Walaupun musim paceklik, kedua wilayah tersebut mampu menyediakan beras untuk memenuhi konsumsi masyarakatnya. Sehingga pasokan cukup dan Kabupaten Brebesr bisa menyumbang sekitar 20.000 ton dengan nilai surplus 176.000 ton. Sedangkan, Kabupaten Tegal mengalami surplus 82.000 ton.
Penanggung Jawab Upaya Khusus Padi, Jagung dan Kedelai (PJ UPSUS Pajale) Jawa Tengah, Spudnik Sujono mengatakan pihaknya akan terus melakukan pemantuan panen bulan Desember di wilayah Jawa Tengah. Karena saat ini masih ada kekhawatiran tentang pasokan pangan, terutama beras. Panen padi Desember ini adalah buah dari gerakan tanam padi di bulan September 2017. Dengan produktivitas 7,4 ton per hektare (ha).
“Pada musim paceklik 2017, kegiatan panen padi di Kabupaten Brebes Jawa Tengah masih terus berlangsung untuk memenuhi konsumsi masyarakat. Jadi pasokan beras cukup sekaligus harga beras stabil. Dari petani harganya sebesar Rp10.000 per kilogram (kg) untuk varientas Situ Bagendit,” katanya yang juga Dirjen Hortikultura Kementan, kepada politikindonesia.com disela-sela kegiatan panen padi di Kabupaten Brebes, Jumat (22/12).
Dijelaskan, walaupun paceklik, tapi masih bisa tetap panen, artinya stok pangan juga aman. Oleh sebab itu, pihaknya optimis harga beras menjelang Natal dan Tahun Baru aman dan stok terjaga. Selain itu, harga jual gabah dari petani juga cukup tinggi sebesar Rp4.500 Gabah Kering Panen (GKP) per kg dan Gabah Kering Giling (GKG) seharga Rp5.500 per kg.
“Mengetahui harga jual cukup tinggi tinggi, saya rasa saat ini petani sudah bisa tersenyum bahagia. Apalagi saya akan berusaha memperjuangjan permohonan bantuan bagi petani, berupa irigasi sekunder dan varietas padi yang tahan terhadap hama wereng coklat. Sebab, petani setempat sampai kini menggunakan varietas lama, Situ Bagendit,” paparnya.
Sementara itu, Kepala Badan Pengkajian Teknologi Pertanian (BPTP) Balitbangtan Jawa Tengah Harwanto merasa optimis Jawa Tengah 2017 akan mengalami surplus padi.
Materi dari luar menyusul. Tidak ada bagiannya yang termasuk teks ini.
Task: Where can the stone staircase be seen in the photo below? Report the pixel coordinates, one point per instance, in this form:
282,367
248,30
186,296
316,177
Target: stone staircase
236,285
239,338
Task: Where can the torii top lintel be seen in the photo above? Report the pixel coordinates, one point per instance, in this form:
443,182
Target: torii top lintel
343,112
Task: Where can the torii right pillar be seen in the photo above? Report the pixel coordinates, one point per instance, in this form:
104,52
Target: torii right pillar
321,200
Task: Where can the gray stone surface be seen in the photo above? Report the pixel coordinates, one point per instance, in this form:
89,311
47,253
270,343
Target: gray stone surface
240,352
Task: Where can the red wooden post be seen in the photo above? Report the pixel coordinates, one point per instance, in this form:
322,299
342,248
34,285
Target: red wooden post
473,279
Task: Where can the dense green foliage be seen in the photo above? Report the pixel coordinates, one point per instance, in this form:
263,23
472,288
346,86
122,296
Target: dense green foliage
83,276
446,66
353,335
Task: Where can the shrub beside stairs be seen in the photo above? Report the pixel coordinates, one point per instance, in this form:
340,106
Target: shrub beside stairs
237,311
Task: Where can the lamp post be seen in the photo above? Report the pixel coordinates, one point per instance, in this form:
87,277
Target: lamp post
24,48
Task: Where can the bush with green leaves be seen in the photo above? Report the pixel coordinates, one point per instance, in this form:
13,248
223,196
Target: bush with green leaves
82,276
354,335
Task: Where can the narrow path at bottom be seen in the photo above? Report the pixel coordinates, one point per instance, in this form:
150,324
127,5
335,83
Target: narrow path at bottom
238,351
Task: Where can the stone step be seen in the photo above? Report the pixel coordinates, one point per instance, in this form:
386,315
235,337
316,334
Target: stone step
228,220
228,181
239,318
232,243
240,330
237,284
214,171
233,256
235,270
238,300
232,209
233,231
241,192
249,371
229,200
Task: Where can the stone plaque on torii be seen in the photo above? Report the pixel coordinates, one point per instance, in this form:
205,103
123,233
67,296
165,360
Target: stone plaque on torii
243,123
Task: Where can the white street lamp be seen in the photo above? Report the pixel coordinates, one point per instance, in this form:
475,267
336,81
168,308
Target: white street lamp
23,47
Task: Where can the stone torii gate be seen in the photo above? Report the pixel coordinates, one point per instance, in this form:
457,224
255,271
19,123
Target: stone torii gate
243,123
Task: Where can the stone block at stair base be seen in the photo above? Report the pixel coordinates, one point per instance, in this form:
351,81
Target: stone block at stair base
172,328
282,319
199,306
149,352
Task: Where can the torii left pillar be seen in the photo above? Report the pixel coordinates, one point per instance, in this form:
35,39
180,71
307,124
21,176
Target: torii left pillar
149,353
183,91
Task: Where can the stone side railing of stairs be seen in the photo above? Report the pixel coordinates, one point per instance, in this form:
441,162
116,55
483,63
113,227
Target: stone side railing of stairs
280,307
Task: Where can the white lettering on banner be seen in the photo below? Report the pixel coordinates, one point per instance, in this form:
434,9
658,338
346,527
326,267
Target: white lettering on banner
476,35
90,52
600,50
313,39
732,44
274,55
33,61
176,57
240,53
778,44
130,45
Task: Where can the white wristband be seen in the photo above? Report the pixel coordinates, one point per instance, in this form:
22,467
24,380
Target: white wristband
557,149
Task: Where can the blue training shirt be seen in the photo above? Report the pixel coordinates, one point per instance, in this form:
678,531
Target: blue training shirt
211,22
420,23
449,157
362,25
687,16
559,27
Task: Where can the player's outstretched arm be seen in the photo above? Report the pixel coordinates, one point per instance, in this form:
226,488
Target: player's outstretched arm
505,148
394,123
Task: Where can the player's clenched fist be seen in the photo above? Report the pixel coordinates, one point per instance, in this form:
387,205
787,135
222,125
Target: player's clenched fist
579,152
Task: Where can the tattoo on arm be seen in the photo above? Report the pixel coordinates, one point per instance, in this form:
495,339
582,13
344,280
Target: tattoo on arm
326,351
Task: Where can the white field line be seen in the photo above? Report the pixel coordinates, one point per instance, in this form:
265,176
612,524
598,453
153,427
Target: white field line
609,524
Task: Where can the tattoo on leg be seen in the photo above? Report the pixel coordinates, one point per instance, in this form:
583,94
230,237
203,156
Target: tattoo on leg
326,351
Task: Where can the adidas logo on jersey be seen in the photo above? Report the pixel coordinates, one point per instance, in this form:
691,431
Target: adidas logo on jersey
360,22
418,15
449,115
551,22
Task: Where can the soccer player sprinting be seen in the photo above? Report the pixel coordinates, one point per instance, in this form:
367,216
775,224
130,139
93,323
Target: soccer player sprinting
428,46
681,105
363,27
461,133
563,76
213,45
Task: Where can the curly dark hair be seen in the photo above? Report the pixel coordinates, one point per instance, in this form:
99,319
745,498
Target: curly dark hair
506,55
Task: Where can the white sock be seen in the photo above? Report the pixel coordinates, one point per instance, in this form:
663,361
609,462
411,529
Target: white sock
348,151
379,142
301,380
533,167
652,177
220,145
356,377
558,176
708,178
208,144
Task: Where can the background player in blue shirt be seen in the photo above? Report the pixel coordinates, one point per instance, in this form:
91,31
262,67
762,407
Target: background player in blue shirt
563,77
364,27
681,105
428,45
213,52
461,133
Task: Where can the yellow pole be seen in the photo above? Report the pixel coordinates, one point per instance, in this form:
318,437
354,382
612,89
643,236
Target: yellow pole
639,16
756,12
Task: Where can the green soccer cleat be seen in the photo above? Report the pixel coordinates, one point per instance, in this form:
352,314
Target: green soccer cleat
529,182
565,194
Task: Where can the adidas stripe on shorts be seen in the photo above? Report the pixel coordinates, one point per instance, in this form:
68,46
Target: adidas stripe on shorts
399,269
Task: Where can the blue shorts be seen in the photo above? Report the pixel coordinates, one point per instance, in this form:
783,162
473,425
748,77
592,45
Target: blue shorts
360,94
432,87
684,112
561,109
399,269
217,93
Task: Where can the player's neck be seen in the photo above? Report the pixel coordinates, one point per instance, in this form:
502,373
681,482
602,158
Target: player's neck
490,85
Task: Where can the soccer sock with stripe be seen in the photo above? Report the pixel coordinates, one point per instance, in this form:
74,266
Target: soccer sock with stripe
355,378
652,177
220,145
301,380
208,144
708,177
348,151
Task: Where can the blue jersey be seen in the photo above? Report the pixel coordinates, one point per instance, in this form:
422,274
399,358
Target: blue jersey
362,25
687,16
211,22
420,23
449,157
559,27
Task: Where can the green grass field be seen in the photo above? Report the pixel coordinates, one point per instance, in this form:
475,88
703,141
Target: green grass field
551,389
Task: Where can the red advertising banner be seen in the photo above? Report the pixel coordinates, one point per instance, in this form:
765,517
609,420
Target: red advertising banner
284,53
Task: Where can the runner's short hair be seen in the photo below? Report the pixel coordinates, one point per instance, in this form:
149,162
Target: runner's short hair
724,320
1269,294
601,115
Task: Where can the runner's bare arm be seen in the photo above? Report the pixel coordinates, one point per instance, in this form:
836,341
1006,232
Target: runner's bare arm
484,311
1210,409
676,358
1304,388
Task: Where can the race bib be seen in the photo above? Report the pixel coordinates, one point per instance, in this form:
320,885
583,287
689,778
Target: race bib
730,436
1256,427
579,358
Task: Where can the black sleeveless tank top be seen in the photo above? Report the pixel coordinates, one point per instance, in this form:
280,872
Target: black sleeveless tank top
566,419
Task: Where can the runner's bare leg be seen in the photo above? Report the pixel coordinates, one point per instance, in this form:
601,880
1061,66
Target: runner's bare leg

Karena adanya percepatan tanam di bulan September hingga musim panen maju di bulan Desember. Apalagi dengan adanya Upsus Pajale ini, petani yang biasa melakukan tanam sekali dalam setahun menjadi tanam 2 kali dalam setahun. Dengan kebutuhan beras masyarakat Jawa Tengah mencapai 200 ton
“Secara bertahap kami terus memperkenalkan varientas baru kepada petani di Jawa Tengah, khususnya varientas yang tahan hama wereng cokelat, yaitu Inpari33. Bahkan, di sejumlah wilayah di Jawa Tengah sudah ada yang panen dengan padi varientas tersebut,” tegasnya.
Dia menjelaskan, sesuai dengan program Upsus banyak sekali pendekatan yang dilakukan. Salah satunya, perbaikan irigasi, bantuan benih unggul dan alsintan. Hal itu untuk meningkatkan hasil panen. Sehingga masa paceklik pun tetap panen. Dengan pola tanam terpadu (PTT) mampu menekan biaya produksi dan sekaligus bisa meningkatkan pendapatan petani.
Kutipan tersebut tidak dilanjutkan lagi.